Embora fizesse um mau tempo de quinto ato do Rigoletto, quase 200 mil pessoas estavam ali. (E, novamente, me ocorre o verso parnasiano parecido com o do astronauta: — "A multidão é azul". Realmente, nenhum céu da Itália será mais azul do que a multidão de domingo). Éramos 200 mil pessoas e ninguém, ali, exatamente ninguém, pensava em Bob Kennedy. Era quase o morto da véspera. A notícia do atentado feriu de espanto o Brasil inteiro. E a multidão de meio bilhão e quebrados esquecia o jovem até seu último vestígio.

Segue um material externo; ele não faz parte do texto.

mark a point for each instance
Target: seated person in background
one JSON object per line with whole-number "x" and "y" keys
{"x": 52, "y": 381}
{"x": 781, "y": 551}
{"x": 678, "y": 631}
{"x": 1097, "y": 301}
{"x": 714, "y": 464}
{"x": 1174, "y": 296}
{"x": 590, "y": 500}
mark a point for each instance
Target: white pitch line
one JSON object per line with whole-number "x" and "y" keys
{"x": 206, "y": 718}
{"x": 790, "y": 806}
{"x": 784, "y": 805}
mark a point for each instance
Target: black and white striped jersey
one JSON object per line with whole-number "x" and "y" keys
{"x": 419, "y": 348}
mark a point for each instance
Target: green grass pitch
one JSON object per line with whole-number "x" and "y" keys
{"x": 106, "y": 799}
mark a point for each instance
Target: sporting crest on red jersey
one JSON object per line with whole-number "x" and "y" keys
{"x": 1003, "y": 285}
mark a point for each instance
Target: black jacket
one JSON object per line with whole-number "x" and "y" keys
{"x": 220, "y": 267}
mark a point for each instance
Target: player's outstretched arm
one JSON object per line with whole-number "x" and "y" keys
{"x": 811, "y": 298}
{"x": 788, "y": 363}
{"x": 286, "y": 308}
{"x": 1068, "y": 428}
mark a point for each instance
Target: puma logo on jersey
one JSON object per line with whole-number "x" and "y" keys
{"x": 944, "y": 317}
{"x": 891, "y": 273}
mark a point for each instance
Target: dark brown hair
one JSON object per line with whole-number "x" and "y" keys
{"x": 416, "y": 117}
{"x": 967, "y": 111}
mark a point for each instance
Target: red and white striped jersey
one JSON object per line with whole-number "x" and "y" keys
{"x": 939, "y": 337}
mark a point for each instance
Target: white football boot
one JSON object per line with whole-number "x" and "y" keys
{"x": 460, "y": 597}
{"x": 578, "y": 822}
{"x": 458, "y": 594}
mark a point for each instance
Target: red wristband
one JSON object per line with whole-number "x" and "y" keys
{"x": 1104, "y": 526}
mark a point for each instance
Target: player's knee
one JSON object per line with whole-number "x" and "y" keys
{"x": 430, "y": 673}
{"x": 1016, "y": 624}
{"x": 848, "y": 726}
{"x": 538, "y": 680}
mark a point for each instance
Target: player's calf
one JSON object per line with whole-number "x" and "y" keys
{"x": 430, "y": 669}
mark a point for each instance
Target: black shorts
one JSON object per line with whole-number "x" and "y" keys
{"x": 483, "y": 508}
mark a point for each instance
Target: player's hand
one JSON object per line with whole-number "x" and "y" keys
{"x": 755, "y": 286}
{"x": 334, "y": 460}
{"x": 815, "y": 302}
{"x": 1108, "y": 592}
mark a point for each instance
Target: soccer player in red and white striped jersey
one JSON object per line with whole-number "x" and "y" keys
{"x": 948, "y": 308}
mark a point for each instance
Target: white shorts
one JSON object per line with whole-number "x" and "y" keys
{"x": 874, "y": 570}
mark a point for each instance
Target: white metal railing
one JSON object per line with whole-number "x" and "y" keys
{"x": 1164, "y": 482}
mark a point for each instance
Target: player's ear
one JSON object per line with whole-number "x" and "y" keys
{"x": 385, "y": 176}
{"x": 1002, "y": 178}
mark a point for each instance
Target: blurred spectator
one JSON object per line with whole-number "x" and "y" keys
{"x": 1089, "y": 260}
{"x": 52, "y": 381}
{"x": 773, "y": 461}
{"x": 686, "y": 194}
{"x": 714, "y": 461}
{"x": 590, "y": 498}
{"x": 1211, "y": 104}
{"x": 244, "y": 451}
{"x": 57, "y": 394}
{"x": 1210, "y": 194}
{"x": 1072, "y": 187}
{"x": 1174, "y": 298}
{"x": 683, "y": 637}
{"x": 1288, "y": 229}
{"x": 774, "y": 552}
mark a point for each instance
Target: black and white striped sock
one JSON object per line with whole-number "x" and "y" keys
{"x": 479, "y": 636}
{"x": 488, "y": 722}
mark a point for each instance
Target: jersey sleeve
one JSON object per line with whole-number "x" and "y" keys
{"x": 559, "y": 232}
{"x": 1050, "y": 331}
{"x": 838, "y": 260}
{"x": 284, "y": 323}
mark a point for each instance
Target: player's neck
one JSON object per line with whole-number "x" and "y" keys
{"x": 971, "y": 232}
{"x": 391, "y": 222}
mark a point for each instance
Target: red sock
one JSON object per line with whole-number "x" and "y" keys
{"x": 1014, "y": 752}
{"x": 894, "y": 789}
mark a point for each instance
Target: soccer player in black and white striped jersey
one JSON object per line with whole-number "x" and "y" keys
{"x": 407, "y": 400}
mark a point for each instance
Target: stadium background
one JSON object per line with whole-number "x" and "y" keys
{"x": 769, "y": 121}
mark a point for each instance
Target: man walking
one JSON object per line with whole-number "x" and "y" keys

E o pior foi quando o locutor do Estádio Mário Filho anunciou o minuto de silêncio pela morte de Bob Kennedy.

Ora, no ex-Maracanã vaia-se até minuto de silêncio. Pelo amor de Deus, não façam outro minuto de silêncio num grande clássico. Olhei em torno. Nem todos se levantaram. Houve um muxoxo unânime, ou quase (e um muxoxo de 200 mil pessoas é ensurdecedor). E, súbito, o mártir passou a ser o importuno, o inconveniente, que vinha adiar por todo um minuto interminável o começo do jogo. Nunca houve um minuto de silêncio tão ressoante de assovios, piadas e milhões de ruídos fantásticos e inumanos.

Pior foi lá, nos Estados Unidos, na catedral onde o corpo ficou exposto. Aqui, no Estádio Mário Filho, estavam presentes só 180 mil pessoas. Na catedral, 1 milhão de pessoas desfilaram diante do caixão.

Eis o que eu queria notar: — o velório teria de ser um ato de amor, solitário, exclusivo, sagrado ato de amor.

Que miserável impostura atribuir às 180 mil daqui e às 900 mil de lá qualquer sentimento de amor. (O velório de 1 milhão de pessoas é gelado como um deserto siberiano).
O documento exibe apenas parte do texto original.